From Code Generation to System Design
AI has already changed how we write code, but it’s now beginning to reshape how we design systems themselves. That’s the idea behind Nora Tech Plan, a new project from Shrivu Shankar, designed to close the gap between human-led architecture and AI-driven implementation.
TDDs Weren’t Built for AI
Abnormal’s engineers are using AI tools across the development lifecycle, from code generation to testing. But one area remained stubbornly manual: technical design documents (TDDs).
TDDs describe how a project should be built, outlining configurations, dependencies, and environments. While tools like Gemini and ChatGPT help fill in details, the process still relies heavily on human iteration. The AI “assists” in writing, but it doesn’t actually design. And most importantly, TDDs are written for humans, not machines. They aren’t in a format that AI can directly use to start building.
That disconnect created two major bottlenecks:
- High human-in-the-loop effort: Junior engineers still had to guide AI step by step, instead of AI learning from senior architectural patterns.
- Translation gap: Even when a TDD was AI-generated, it wasn’t detailed or structured enough to be fed directly back into AI for implementation.
Shrivu saw an opportunity to fix both.
AI-Ready Technical Planning
Enter Nora Tech Plan: a new workflow that builds tech designs the way AI works, not just the way humans write.
Instead of forcing existing engineering processes into an AI framework, Shrivu flipped the model to start from how engineers already use AI tools naturally (e.g., planning in markdown, generating AI specs), and then integrate Abnormal’s internal design principles and codebase knowledge into that process.
Here’s how it works:

- Abstract input: An engineer types a broad idea, like “improve Salesforce tools for AIPMs.”
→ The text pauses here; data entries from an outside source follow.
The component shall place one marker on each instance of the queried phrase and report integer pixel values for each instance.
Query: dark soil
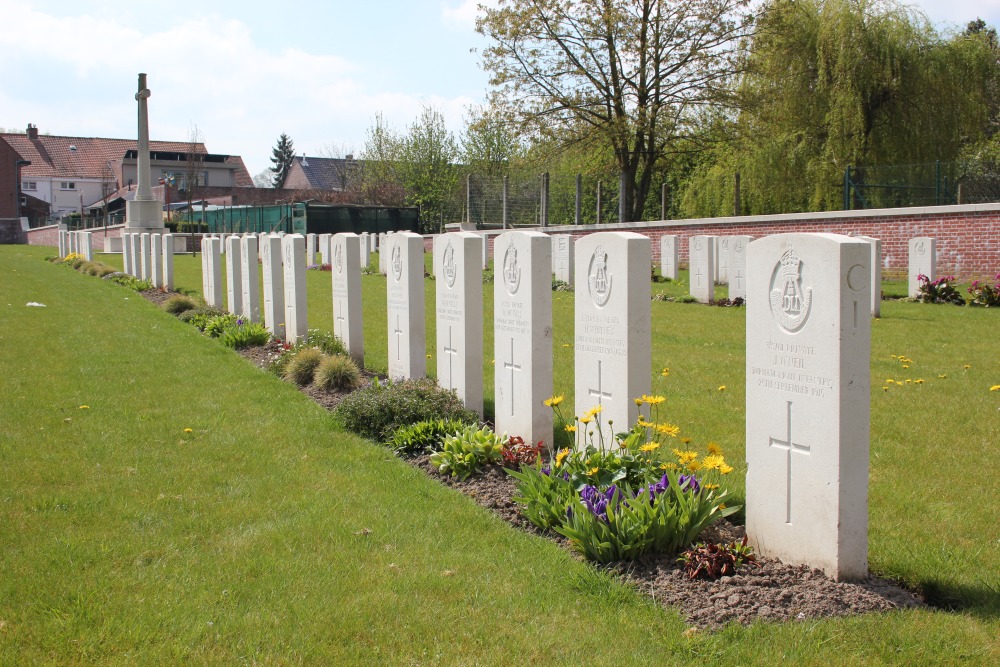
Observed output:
(767, 590)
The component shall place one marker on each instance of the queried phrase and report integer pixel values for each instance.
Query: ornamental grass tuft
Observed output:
(337, 373)
(301, 367)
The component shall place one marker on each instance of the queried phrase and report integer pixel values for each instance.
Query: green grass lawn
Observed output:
(268, 535)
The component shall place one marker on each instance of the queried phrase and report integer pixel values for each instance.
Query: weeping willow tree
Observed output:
(829, 84)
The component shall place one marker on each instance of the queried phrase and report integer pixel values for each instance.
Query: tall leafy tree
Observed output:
(631, 73)
(281, 158)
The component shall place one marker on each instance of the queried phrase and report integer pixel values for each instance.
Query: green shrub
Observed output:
(378, 410)
(302, 366)
(424, 436)
(244, 334)
(215, 326)
(337, 373)
(178, 304)
(131, 282)
(467, 451)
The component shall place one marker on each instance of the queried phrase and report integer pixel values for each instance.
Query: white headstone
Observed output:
(459, 315)
(274, 286)
(310, 249)
(723, 254)
(613, 334)
(126, 254)
(876, 279)
(145, 261)
(87, 245)
(348, 319)
(668, 256)
(923, 261)
(405, 305)
(808, 390)
(737, 270)
(701, 258)
(156, 260)
(234, 276)
(135, 248)
(249, 280)
(562, 258)
(522, 335)
(293, 252)
(168, 262)
(211, 270)
(324, 248)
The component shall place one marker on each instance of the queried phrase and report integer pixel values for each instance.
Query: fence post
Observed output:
(545, 200)
(847, 188)
(736, 195)
(622, 197)
(503, 207)
(579, 200)
(599, 192)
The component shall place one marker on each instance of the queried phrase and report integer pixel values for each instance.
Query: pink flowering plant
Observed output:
(984, 294)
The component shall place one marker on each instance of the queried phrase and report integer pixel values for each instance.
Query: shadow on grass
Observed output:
(981, 601)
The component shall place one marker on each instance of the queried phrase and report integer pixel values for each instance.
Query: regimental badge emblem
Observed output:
(397, 262)
(448, 268)
(338, 257)
(511, 270)
(789, 303)
(599, 278)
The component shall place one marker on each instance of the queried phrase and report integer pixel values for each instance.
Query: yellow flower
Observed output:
(561, 456)
(668, 429)
(713, 461)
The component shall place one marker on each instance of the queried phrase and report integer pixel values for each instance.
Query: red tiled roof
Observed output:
(52, 157)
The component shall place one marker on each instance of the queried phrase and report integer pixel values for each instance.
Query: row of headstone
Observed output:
(80, 243)
(149, 257)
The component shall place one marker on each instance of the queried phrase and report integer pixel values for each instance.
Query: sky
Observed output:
(241, 73)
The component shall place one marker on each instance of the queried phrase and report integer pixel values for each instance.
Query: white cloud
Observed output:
(209, 71)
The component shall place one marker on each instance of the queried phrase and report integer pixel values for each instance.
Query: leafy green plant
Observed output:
(337, 373)
(378, 410)
(216, 325)
(712, 561)
(178, 304)
(243, 333)
(466, 452)
(302, 365)
(424, 436)
(984, 294)
(941, 290)
(131, 282)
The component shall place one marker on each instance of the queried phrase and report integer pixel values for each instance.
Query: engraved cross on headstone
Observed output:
(511, 366)
(598, 393)
(451, 352)
(789, 446)
(399, 335)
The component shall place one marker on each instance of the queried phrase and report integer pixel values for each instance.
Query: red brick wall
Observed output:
(968, 237)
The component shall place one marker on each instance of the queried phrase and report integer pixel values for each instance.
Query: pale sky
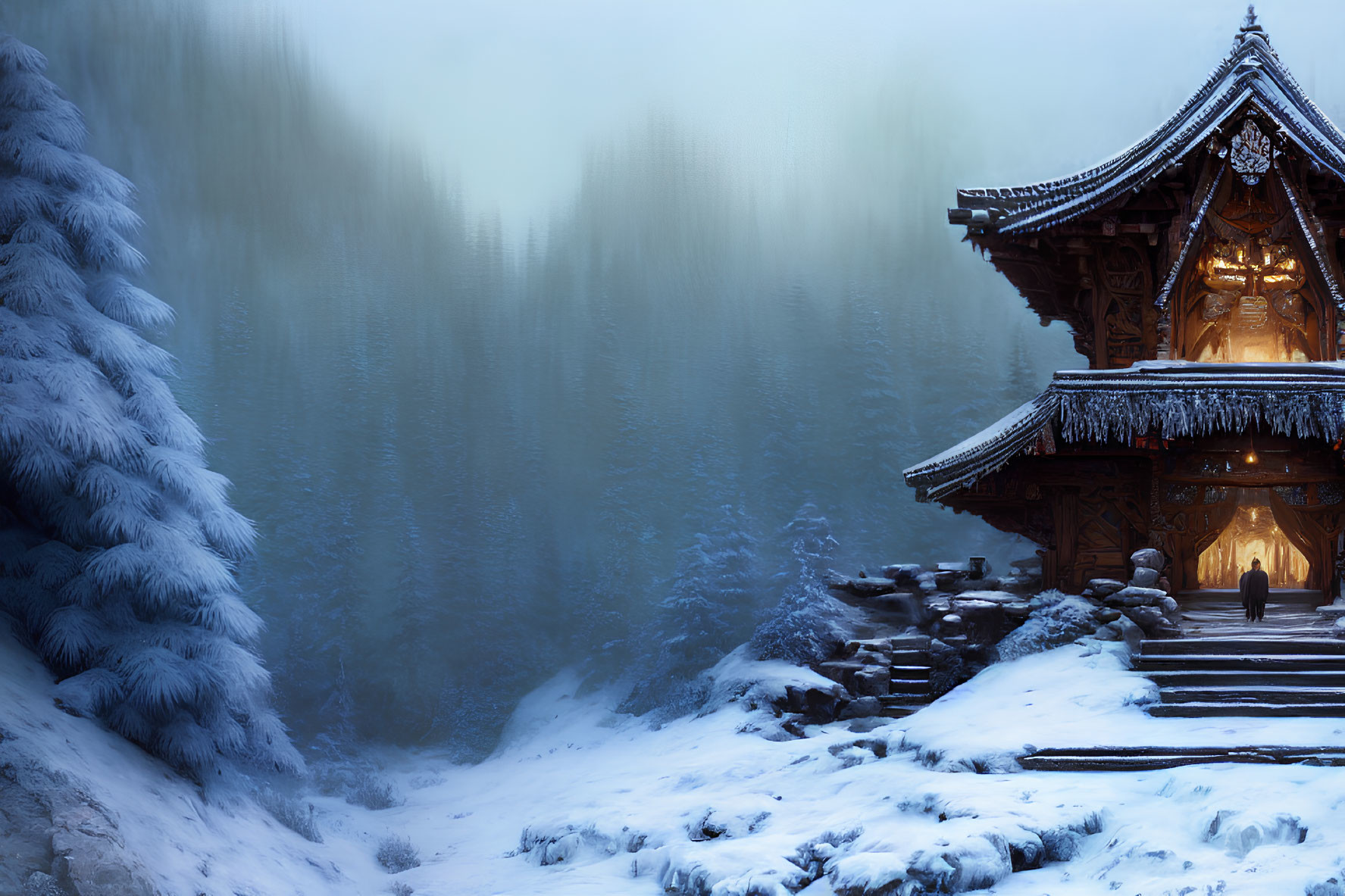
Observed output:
(506, 96)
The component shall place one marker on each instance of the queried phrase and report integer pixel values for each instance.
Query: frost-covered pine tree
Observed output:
(799, 627)
(116, 542)
(713, 599)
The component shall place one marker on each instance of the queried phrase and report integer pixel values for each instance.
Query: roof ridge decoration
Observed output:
(1250, 76)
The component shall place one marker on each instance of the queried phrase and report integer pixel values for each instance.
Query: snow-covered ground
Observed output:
(586, 801)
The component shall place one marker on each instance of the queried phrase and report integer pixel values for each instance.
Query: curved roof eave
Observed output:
(1253, 73)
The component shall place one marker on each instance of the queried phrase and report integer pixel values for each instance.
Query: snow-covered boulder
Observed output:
(1240, 833)
(1145, 577)
(1147, 559)
(1051, 626)
(1135, 596)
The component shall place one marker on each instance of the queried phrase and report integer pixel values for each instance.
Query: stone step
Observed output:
(909, 673)
(1250, 662)
(1271, 695)
(1153, 757)
(1242, 646)
(1243, 677)
(1216, 709)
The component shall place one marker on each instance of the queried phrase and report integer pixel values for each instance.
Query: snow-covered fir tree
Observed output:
(798, 629)
(117, 545)
(712, 601)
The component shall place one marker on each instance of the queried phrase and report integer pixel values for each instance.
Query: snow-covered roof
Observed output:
(1250, 76)
(1171, 398)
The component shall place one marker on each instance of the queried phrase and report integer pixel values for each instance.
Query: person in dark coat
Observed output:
(1255, 588)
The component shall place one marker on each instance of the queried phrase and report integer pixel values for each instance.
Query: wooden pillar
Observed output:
(1065, 511)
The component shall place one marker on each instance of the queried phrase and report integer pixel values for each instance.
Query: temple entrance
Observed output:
(1254, 532)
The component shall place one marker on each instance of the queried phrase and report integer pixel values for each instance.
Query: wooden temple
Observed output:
(1200, 273)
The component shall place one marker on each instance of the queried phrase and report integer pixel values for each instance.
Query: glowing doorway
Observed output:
(1253, 533)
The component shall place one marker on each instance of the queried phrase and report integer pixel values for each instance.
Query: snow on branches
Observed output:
(117, 545)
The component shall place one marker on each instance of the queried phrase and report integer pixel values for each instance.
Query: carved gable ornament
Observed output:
(1250, 152)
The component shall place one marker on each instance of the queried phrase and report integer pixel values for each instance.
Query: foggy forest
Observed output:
(608, 417)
- Nora Plan generation: The agent reads relevant Markdown files, Jira tickets, and internal references to produce a structured design plan.
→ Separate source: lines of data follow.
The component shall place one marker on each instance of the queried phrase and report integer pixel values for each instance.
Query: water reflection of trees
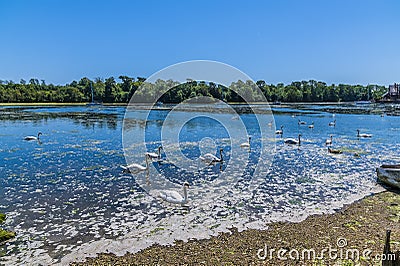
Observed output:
(85, 119)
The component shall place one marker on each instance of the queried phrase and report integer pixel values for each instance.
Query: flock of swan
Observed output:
(174, 197)
(328, 142)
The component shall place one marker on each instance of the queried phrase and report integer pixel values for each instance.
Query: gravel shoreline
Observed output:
(359, 226)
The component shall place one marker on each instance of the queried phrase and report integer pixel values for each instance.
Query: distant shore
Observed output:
(359, 226)
(124, 104)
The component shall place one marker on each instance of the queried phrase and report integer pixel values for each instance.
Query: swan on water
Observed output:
(208, 157)
(335, 151)
(301, 122)
(174, 197)
(279, 131)
(293, 141)
(246, 144)
(363, 135)
(329, 141)
(136, 168)
(28, 138)
(153, 155)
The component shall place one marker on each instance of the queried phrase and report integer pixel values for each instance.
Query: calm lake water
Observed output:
(67, 198)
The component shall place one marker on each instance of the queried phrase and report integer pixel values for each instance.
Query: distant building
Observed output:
(393, 93)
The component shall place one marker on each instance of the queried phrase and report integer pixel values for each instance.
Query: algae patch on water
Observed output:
(5, 235)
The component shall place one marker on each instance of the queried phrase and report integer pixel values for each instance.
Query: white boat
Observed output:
(389, 175)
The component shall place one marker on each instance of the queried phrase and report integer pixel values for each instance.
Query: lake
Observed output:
(67, 197)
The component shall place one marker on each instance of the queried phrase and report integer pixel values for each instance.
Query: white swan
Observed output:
(174, 197)
(153, 155)
(29, 138)
(136, 168)
(334, 151)
(293, 141)
(301, 122)
(329, 141)
(208, 157)
(279, 131)
(363, 135)
(246, 144)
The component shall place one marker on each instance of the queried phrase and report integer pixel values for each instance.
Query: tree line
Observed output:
(111, 90)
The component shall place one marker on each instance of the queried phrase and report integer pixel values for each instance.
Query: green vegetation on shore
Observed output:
(111, 91)
(4, 234)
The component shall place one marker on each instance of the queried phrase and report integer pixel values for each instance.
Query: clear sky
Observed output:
(349, 41)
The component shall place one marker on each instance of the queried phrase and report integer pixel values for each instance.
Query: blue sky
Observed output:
(356, 42)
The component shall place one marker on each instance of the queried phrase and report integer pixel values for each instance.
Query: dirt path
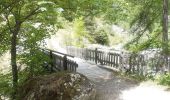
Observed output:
(112, 87)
- Interactive refinement: The system flags underdefined sections and lets the user fill in missing details interactively.
- AI-ready design: The output looks similar to a TDD, but its format, phase structure, and prompts are directly compatible with other AI tools like Claude. Engineers can literally say, “Claude, go build this,” and it works.

This pivot from writing TDDs for humans to designing for both humans and AI creates a seamless path from idea to design to code.
Faster, Smarter, More Consistent Design
Nora Tech Plan delivers a number of major benefits over traditional design workflows:
- AI-ready documentation: Each design doc doubles as an input prompt that AI can immediately use for implementation.
- Reduced friction: Eliminates the translation layer between architecture and coding, speeding up iteration.
- Knowledge reuse: Captures senior engineers’ best practices and encodes them into templates that junior developers can automatically leverage.
- Broader context: By integrating internal data from Jira, codebases, and Markdown documentation, Nora generates more informed designs than standalone AI tools.
- Consistency and speed: What once required multiple back-and-forth iterations now happens in one loop.
In short, Nora Tech Plan turns design documentation from a static artifact into a dynamic AI interface, something both engineers and machines can act on.
The Road to Fully Automated Architecture
The next evolution of Nora Tech Plan will focus on expanding its reach and precision. Shrivu envisions full integration with the Nora platform, so customer RFEs (requests for enhancement) can automatically generate draft tech designs for review.
Additionally, he sees tighter codebase linking, enabling AI to reference existing system components directly when writing new designs and cross-team adoption, bringing the tool into broader engineering workflows beyond internal R&D.
The tool is designed for continuous learning, where each approved design helps refine Nora’s understanding of Abnormal’s architecture standards.
Redefining AI’s Role in Engineering
What makes the Nora Tech Plan so awesome is its mindset: don’t force AI to mimic human processes, teach AI to design in ways humans can trust.
By redefining what a design document can be, Shrivu has built something far more powerful than a generator; it’s a bridge between creativity and automation. It’s another example of Abnormal’s innovation culture in action: moving beyond “AI assistants” to create AI collaborators that understand, reason, and build alongside us.